DON’T BE AFRAID TO LIE: I’m all for honesty. If there were such a thing as the patron saint of relationship/dating truth telling then I would be it. Men and women alike would wear jewellery carved in my image, churches would be adorned with my likeness and cheaters would have to say three Hail Marys and a Sam Sharpe to repent for their sins.
But sometimes the guy at the club is just too pushy and won’t take no for an answer. Sometimes the girl in accounting just can’t take a hint when you tell her that you’re booked until 2021. Sometimes you just have to say something like you’ve taken a vow of chastity.
Oh, and ladies, if a pushy stranger offers to buy you a drink, just politely decline. And don’t say you’re not thirsty, or you don’t feel like drinking (THEN WHY ARE. YOU. AT. THE. BAR????). Considering the context those aren’t effective lies. Feel free to say something like “I’ve had one drink already and I have to drive home” or “I’m a Lesbian” or “I have herpes” or “I haven’t fully completed my transition yet” to get the really pushy ones off your back.
THERE BUT FOR THE GRACE OF GOD: I was at a dance one evening with friends when the DJ decided to play a slow-jam set. Not surprisingly some people paired up and the rest of us poor souls receded to the margins alone though united by our common sense of slow dance unworthiness. I spotted a young lady hovering near the edge of the dance floor. I decided I would ask her to dance.
I walked over, said something like “would you like to dance” and watched in horror as she looked me up and down, then wordlessly walked away. The whole thing lasted maybe five seconds but felt like an eon. It felt as if the whole world was laughing at me. They probably weren’t but all these years later it still smarts. I used to love slow jams. Now they make me twitchy. I’m probably still suffering from a low grade form of post traumatic stress syndrome brought on by my slow jam rejection. If I’m ever getting married, the first dance might have to be some up-tempo choreographed Michael Jackson-esque number. Either that or we’ll do the group/line dance thing. Like in Footloose. Anything to avoid a slow dance.

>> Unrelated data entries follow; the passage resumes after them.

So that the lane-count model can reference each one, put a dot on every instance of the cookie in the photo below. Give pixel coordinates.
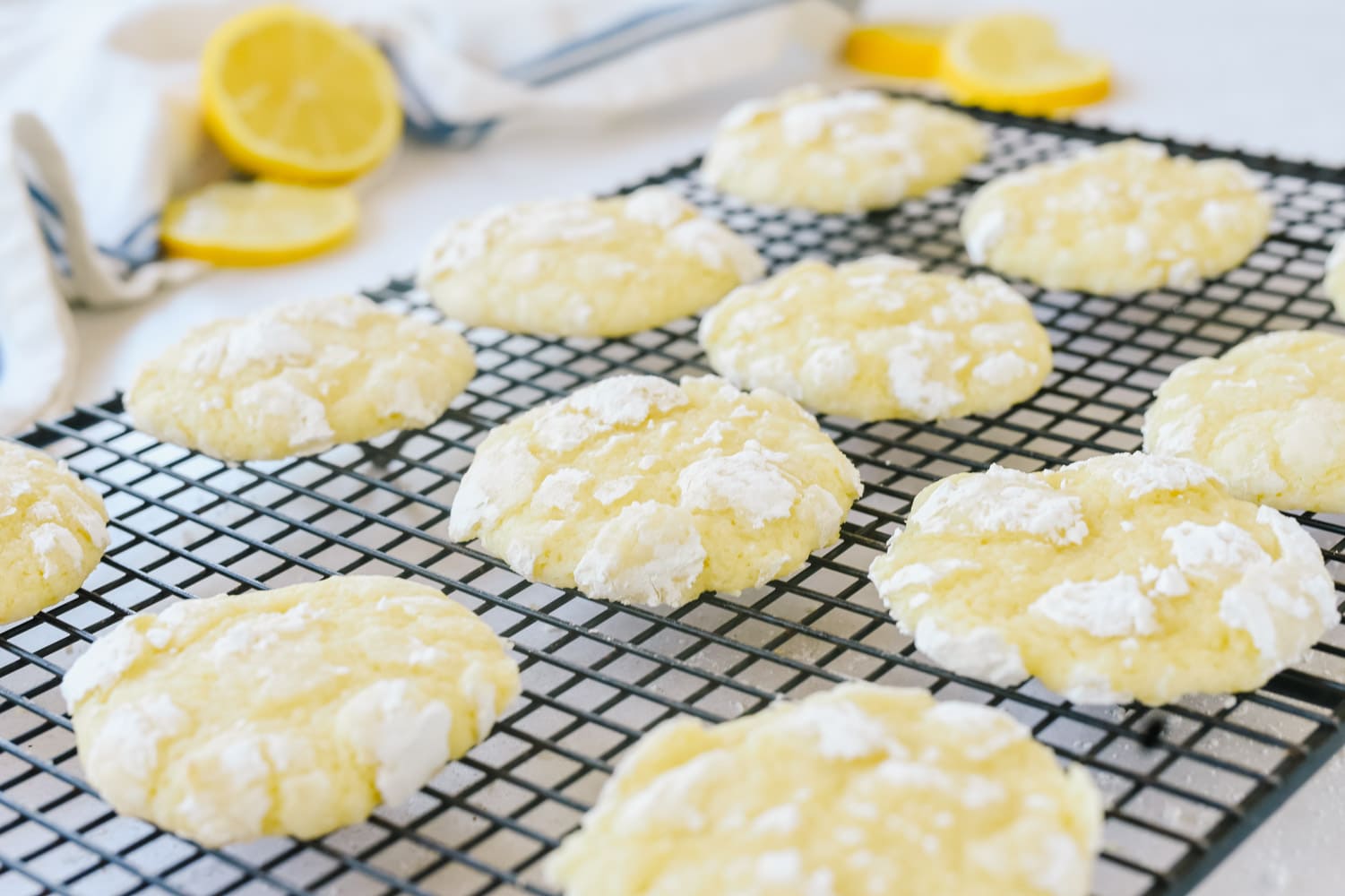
(298, 378)
(1334, 281)
(851, 151)
(1118, 220)
(293, 711)
(641, 490)
(875, 340)
(587, 267)
(1119, 577)
(53, 530)
(1269, 418)
(851, 791)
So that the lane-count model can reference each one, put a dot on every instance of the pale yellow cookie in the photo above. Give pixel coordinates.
(1119, 577)
(1118, 220)
(292, 711)
(850, 151)
(1334, 280)
(857, 791)
(1269, 418)
(587, 267)
(875, 340)
(53, 530)
(298, 378)
(642, 490)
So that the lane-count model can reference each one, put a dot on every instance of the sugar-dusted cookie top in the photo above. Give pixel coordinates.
(848, 151)
(851, 791)
(1124, 576)
(53, 530)
(292, 711)
(298, 378)
(1269, 418)
(1117, 220)
(877, 340)
(642, 490)
(585, 267)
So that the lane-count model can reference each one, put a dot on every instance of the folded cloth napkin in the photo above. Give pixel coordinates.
(102, 104)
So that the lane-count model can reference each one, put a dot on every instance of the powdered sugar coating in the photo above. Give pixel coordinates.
(53, 530)
(1117, 220)
(857, 790)
(284, 712)
(850, 151)
(1119, 577)
(875, 340)
(298, 378)
(587, 267)
(1269, 418)
(641, 490)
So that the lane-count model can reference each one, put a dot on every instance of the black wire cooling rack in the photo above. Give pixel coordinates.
(1184, 783)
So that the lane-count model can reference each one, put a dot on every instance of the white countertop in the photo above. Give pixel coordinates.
(1266, 77)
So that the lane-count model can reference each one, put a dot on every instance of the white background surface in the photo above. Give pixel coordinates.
(1261, 75)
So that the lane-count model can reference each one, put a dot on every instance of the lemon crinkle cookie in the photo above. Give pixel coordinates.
(853, 791)
(877, 340)
(642, 490)
(1334, 280)
(298, 378)
(1117, 220)
(1125, 576)
(53, 530)
(293, 711)
(587, 267)
(850, 151)
(1269, 418)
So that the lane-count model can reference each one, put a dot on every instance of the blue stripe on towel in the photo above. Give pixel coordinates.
(582, 54)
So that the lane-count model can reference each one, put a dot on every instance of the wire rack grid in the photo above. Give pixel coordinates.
(1183, 783)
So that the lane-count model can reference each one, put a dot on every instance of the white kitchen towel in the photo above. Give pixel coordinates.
(105, 125)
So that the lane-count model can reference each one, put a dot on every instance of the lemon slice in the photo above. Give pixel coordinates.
(257, 223)
(289, 94)
(901, 50)
(1013, 62)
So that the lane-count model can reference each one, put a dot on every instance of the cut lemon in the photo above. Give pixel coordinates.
(901, 50)
(257, 223)
(289, 94)
(1013, 62)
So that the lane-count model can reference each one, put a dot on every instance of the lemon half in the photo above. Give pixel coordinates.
(292, 96)
(1016, 64)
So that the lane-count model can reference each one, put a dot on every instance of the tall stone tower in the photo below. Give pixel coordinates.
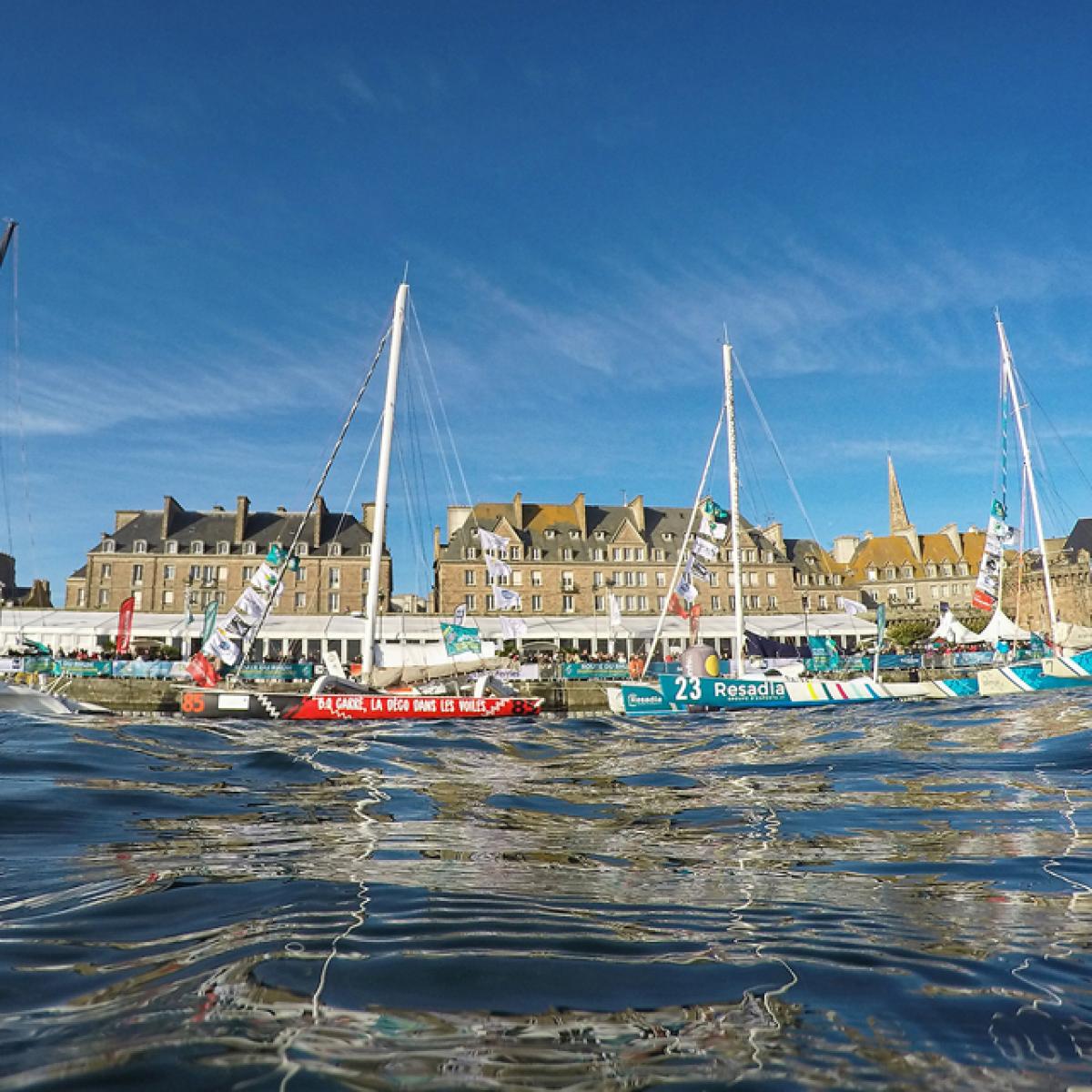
(900, 522)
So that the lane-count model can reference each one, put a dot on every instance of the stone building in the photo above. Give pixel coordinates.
(37, 595)
(172, 558)
(1024, 591)
(567, 560)
(912, 573)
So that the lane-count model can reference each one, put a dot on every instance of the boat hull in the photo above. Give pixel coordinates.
(682, 693)
(243, 704)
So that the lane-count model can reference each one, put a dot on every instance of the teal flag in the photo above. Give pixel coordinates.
(460, 639)
(211, 612)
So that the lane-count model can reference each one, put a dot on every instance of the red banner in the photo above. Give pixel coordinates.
(125, 626)
(201, 671)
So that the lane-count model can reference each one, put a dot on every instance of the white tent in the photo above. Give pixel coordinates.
(953, 631)
(1003, 628)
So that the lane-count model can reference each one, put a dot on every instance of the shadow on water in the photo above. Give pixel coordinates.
(894, 896)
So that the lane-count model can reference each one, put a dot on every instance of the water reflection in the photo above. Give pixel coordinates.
(804, 900)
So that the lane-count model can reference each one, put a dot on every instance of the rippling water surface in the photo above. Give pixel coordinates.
(896, 898)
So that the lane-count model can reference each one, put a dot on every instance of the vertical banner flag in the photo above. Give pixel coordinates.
(615, 611)
(211, 611)
(125, 625)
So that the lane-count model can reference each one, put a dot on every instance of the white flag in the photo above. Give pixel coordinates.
(697, 569)
(507, 600)
(703, 549)
(615, 611)
(711, 528)
(490, 541)
(219, 644)
(497, 569)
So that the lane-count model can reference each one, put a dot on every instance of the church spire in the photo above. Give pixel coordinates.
(900, 521)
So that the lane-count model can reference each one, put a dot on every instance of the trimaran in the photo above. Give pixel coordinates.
(689, 692)
(332, 697)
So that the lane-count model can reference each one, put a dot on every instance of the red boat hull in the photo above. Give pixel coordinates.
(349, 707)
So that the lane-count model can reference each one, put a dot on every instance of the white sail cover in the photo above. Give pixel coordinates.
(1003, 628)
(1074, 638)
(954, 632)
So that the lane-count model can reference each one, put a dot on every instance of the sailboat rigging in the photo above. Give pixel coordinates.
(333, 697)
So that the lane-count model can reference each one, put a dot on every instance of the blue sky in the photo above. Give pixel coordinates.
(217, 201)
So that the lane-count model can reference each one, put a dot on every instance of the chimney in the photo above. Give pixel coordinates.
(241, 511)
(319, 518)
(170, 511)
(581, 511)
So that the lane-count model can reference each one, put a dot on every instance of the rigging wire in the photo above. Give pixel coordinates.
(784, 465)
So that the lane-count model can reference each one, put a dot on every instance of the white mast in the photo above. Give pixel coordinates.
(1009, 372)
(737, 583)
(381, 475)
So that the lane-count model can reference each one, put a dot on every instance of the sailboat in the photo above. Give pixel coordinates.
(333, 697)
(704, 689)
(1054, 672)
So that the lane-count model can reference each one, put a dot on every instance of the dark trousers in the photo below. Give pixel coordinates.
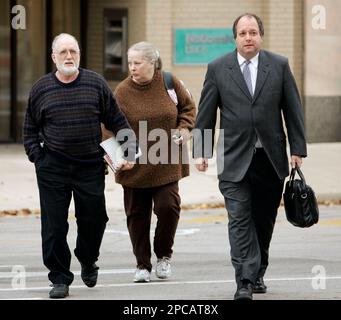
(58, 181)
(252, 206)
(138, 204)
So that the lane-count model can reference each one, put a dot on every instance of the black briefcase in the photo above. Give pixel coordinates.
(300, 201)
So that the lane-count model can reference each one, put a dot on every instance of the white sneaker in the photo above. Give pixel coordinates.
(163, 268)
(142, 275)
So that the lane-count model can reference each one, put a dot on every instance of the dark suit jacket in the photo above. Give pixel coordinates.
(243, 117)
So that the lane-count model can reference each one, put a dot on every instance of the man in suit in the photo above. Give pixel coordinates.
(253, 89)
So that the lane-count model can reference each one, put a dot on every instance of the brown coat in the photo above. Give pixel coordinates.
(152, 104)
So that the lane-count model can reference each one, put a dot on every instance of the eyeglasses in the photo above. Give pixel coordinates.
(64, 53)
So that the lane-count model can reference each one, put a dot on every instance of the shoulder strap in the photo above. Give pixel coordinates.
(168, 80)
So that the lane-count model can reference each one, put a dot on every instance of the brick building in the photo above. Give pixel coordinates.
(306, 31)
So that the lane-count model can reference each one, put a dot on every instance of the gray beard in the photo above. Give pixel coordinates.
(67, 71)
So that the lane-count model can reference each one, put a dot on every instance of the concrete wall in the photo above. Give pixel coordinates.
(313, 54)
(322, 71)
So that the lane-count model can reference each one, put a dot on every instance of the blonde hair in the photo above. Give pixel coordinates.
(149, 53)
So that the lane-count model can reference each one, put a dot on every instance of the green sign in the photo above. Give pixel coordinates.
(201, 46)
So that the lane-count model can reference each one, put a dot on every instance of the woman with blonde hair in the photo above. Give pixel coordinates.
(153, 185)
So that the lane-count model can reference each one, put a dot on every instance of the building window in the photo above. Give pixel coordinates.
(115, 44)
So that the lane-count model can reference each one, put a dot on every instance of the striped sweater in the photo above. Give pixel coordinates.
(67, 117)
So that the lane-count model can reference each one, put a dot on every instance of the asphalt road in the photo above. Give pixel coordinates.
(305, 264)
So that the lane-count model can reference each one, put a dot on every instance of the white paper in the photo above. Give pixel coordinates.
(113, 149)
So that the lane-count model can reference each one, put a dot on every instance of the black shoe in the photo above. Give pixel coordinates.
(244, 292)
(59, 291)
(89, 274)
(259, 286)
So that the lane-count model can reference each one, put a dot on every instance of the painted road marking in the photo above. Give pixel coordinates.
(164, 283)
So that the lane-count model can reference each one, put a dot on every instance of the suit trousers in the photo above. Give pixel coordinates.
(58, 181)
(252, 205)
(138, 204)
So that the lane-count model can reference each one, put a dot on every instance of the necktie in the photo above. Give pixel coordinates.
(247, 76)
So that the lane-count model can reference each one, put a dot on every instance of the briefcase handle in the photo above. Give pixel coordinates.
(300, 173)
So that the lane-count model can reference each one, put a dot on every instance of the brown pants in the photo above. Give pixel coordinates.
(138, 204)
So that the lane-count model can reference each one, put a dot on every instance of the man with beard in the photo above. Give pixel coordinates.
(62, 133)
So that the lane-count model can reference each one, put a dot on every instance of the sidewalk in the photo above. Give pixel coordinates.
(18, 188)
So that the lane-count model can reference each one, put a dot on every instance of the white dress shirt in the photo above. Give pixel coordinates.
(253, 66)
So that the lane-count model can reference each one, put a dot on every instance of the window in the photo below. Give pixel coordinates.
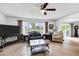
(34, 27)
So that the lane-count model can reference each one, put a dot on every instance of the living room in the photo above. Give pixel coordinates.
(55, 30)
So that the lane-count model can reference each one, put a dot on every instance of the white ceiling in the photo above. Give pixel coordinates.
(32, 10)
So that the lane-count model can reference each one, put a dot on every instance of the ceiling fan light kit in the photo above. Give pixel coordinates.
(44, 9)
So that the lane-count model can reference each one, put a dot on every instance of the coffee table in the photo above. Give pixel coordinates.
(39, 43)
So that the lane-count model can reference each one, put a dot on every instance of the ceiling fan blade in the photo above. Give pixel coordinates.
(44, 6)
(51, 9)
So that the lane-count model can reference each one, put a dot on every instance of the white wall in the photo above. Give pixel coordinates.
(51, 22)
(2, 19)
(11, 21)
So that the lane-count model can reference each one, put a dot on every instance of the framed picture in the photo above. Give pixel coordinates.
(51, 26)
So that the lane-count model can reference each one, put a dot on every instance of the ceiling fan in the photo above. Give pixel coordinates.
(44, 9)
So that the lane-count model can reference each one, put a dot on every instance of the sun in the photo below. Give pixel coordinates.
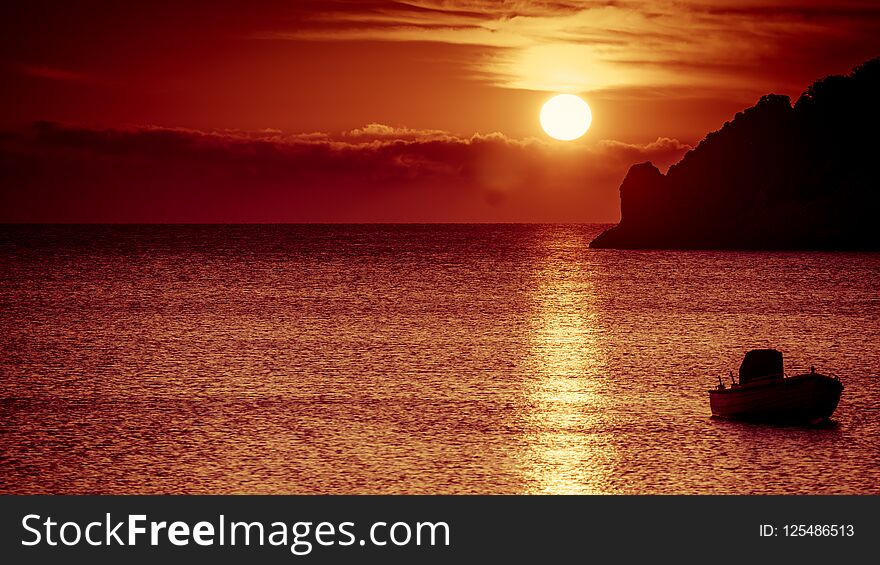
(566, 117)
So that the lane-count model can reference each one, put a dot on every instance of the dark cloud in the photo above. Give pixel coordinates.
(377, 173)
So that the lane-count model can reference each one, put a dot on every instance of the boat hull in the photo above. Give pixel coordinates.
(809, 398)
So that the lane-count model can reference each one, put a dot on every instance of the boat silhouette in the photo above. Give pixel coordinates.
(765, 394)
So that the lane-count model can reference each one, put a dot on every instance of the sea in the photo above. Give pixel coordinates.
(478, 358)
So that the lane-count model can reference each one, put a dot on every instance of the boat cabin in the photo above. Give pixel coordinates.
(760, 364)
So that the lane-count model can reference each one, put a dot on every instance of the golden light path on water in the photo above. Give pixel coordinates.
(564, 455)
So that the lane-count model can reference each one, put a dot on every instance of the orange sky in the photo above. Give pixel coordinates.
(468, 76)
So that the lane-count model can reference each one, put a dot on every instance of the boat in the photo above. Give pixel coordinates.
(765, 394)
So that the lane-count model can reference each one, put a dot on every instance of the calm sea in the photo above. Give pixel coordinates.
(417, 359)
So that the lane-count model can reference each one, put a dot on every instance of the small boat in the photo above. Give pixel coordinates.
(765, 394)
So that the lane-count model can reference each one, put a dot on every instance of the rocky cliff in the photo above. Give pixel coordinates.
(777, 176)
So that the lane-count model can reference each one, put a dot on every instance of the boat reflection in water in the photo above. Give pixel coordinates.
(765, 394)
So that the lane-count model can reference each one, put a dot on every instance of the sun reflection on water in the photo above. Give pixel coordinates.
(569, 451)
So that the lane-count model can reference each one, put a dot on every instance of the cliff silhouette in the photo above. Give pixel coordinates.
(777, 176)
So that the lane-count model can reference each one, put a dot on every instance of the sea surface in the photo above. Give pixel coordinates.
(418, 359)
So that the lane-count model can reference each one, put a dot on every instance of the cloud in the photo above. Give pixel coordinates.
(52, 73)
(587, 46)
(55, 172)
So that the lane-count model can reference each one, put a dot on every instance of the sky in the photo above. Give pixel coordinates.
(381, 111)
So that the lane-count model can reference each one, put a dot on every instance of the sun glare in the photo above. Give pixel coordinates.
(566, 117)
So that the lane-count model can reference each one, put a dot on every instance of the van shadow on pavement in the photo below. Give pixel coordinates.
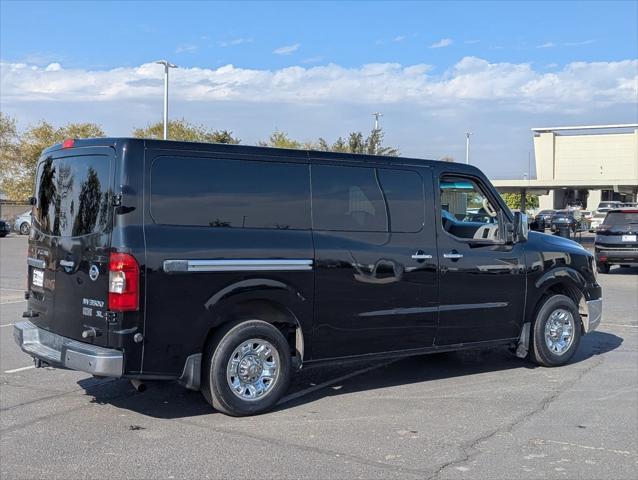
(169, 400)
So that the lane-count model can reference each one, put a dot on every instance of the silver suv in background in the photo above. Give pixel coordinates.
(22, 223)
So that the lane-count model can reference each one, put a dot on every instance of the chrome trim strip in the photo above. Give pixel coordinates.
(594, 315)
(36, 263)
(619, 248)
(59, 351)
(237, 265)
(440, 308)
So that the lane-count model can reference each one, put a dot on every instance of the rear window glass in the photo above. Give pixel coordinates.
(208, 192)
(72, 195)
(362, 199)
(621, 218)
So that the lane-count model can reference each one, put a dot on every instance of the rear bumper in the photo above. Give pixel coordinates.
(616, 255)
(62, 352)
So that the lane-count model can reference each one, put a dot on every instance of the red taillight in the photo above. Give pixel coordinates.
(124, 283)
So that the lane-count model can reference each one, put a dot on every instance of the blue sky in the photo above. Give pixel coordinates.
(110, 34)
(435, 69)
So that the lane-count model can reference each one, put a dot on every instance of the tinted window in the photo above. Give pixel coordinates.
(404, 193)
(362, 199)
(72, 195)
(621, 218)
(466, 211)
(230, 193)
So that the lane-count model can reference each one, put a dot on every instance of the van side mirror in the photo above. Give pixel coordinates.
(521, 227)
(505, 229)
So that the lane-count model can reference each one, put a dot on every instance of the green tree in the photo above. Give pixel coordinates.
(18, 169)
(9, 148)
(279, 139)
(353, 143)
(187, 132)
(513, 200)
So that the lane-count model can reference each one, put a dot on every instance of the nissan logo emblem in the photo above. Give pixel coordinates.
(94, 272)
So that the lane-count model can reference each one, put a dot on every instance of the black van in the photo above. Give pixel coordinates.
(229, 267)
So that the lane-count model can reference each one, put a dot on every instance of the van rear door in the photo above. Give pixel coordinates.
(69, 244)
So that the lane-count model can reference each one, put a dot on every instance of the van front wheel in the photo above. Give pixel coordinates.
(246, 368)
(556, 332)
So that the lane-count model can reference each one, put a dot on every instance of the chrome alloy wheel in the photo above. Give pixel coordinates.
(253, 369)
(559, 331)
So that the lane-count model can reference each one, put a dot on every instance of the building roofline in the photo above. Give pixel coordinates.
(585, 127)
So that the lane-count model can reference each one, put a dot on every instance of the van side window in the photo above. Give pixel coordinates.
(466, 211)
(362, 199)
(209, 192)
(403, 190)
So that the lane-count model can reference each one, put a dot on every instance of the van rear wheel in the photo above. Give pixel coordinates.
(247, 368)
(556, 332)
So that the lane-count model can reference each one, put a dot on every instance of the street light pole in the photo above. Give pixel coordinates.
(376, 116)
(167, 65)
(467, 147)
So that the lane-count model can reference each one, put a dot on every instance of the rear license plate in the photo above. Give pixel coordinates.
(38, 278)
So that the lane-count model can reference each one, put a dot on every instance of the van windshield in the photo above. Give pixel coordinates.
(72, 195)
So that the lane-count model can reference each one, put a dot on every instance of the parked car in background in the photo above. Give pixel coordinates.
(609, 204)
(543, 217)
(596, 220)
(22, 223)
(571, 218)
(5, 229)
(617, 239)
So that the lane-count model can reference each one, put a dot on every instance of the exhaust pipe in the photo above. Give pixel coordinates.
(138, 385)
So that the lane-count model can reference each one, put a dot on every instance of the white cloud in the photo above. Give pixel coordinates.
(578, 44)
(424, 114)
(444, 42)
(234, 41)
(286, 49)
(53, 67)
(186, 48)
(472, 78)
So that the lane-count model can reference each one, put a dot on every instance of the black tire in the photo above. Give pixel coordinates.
(539, 351)
(603, 267)
(215, 386)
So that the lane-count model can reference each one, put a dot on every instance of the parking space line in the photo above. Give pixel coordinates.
(327, 383)
(21, 369)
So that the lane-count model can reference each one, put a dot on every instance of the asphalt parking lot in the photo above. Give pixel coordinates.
(479, 414)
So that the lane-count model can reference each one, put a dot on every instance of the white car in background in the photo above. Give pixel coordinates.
(597, 219)
(22, 223)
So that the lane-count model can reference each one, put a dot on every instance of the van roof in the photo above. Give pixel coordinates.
(251, 150)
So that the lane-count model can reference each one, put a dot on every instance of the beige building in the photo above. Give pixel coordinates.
(582, 165)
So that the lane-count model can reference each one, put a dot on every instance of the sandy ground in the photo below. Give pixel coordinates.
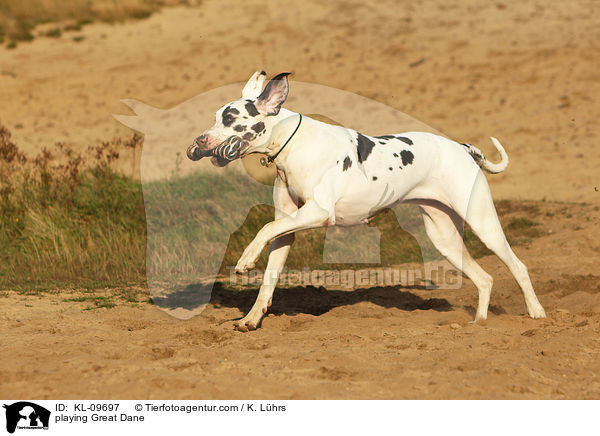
(524, 72)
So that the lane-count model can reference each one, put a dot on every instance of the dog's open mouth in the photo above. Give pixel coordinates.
(230, 149)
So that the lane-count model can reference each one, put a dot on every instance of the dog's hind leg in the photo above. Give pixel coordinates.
(278, 252)
(483, 219)
(444, 227)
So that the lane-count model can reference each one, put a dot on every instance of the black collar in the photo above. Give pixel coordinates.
(270, 159)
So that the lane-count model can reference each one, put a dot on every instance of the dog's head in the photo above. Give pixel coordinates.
(243, 124)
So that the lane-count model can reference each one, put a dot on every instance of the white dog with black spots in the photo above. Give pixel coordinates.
(330, 175)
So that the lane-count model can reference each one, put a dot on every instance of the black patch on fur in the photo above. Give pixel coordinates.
(252, 111)
(365, 146)
(228, 116)
(258, 127)
(347, 163)
(407, 157)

Anyway, the point is, have a little compassion. Rejecting someone is not the time to be working through your own emotional dramas and melodramas. No need to exact some form of psychic revenge on the pour soul who chats you up at the barbecue. No need to be rude. Try to remember how horrible rejection feels and try not to visit that feeling upon someone else.
I don’t know what was happening in that young lady’s life. I don’t know what kind of day she had. But all she had to do was say no thank you. She wouldn’t have been forced to dance with someone she deemed undesirable. And I would have still have my dignity.
In closing, allow me to share an anecdote. Years ago I was introduced to a woman at a party. It became clear very early that she was interested in moi. The feeling was not mutual. I had a choice to make. I could reject this woman in grandiose fashion. Or I could be polite. I chose the latter.
We ended up becoming friends, very good friends. Also turns out that she knows a lot of women, a lot of attractive women in fact. As it turns out, some of these very attractive women happened to find me attractive too. As fate would have it, a few of these women wanted to have sex with me.
It pays to be polite people. It pays to be polite.